The Grand Seduction is about a small fishing village of Tickle Cove, Newfoundland who must obtain a local doctor (Taylor Kitsch) that will help them get a much needed business contract. In hopes of luring the doctor, the entire town deceives him into thinking not only should this be his new home, but it has everything he loves.

For some, it is sometimes hard to come across a major Canadian film that is Canadian in setting and in spirit but does not beat the audience over the head with its patriotism. The Grand Seduction does a wonderful job of being Canadian, being set in Canada, but is more than both of those things.

The cast of The Grand Seduction is the heart and charm of the film. Taylor Kitsch, taking a break from sinking battleships and battling aliens on Mars, does what he does best, he performs with a great script. For fans of Friday Night Lights, this is a return to form. Actually, this might be his best work. He’s funny, charming and engaging for the first time in long time. With that said, the real star of this movie is the legend, Brendan Gleeson. Gleeson is so effortless in his role and incredibly believable. It’s relatable, as his performance gives us a sense of familiarity, as we all know a Murray French. The rest of the cast, Liane Balaban, Gordon Pinsent, Mark Critch, are wonderful.

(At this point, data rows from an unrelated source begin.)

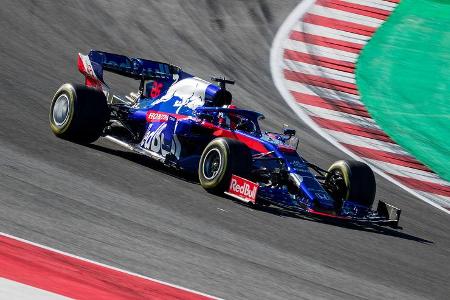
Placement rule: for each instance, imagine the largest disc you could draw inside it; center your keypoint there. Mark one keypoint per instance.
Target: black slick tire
(220, 159)
(78, 113)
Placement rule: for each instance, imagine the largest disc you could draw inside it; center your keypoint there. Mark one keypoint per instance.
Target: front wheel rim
(61, 110)
(212, 164)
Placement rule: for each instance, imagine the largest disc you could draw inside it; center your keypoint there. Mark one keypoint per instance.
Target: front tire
(351, 180)
(222, 158)
(78, 113)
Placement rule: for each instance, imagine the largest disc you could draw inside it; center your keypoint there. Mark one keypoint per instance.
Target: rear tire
(356, 183)
(221, 159)
(78, 113)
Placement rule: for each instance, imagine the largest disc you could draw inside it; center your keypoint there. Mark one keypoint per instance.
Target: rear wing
(93, 65)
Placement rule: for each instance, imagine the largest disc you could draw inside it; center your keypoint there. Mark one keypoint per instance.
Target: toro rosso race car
(189, 124)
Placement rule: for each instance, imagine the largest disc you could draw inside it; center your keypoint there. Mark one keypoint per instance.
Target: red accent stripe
(325, 42)
(425, 186)
(75, 278)
(339, 24)
(321, 82)
(393, 158)
(322, 61)
(359, 9)
(352, 129)
(337, 105)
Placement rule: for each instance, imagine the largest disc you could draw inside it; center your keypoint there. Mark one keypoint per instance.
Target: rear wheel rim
(212, 164)
(61, 110)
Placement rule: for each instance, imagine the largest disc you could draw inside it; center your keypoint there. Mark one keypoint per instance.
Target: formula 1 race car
(189, 124)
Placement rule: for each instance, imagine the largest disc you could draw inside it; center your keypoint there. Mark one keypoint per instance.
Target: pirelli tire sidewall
(87, 113)
(359, 181)
(235, 159)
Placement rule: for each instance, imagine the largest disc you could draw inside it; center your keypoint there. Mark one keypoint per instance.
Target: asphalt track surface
(108, 205)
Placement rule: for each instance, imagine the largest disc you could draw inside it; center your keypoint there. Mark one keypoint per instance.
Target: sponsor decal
(153, 141)
(243, 189)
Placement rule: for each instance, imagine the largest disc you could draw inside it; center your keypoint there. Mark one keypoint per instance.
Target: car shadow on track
(159, 167)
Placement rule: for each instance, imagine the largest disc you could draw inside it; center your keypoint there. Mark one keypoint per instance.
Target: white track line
(324, 51)
(365, 142)
(104, 265)
(14, 290)
(323, 72)
(331, 33)
(281, 41)
(388, 6)
(322, 92)
(335, 115)
(345, 16)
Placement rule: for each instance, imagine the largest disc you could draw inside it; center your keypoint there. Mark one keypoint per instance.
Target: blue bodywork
(175, 116)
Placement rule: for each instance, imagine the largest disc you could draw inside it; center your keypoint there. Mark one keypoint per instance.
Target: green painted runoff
(403, 75)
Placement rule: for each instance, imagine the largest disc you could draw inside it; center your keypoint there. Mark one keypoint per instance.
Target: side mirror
(288, 131)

The film is based on the 2003 short film and Sundance Audience Award winner, “La grande seduction” from Jean-Francois Pouliot. Sometimes feature-length films based on shorts disappoint, as the plot is usually overstuffed and loaded with filler. The Grand Seduction does a fine job of making a case as to why it was expanded into a feature film and is genuinely entertaining for the majority of it’s runtime. Technically, the film is efficient. It features some solid cinematography and could have used some editing near the end, but it’s mostly enjoyable.

The Grand Seduction is a sweet, charming movie that may be too light to be truly memorable, but is entertaining and a nice love-letter to Canada.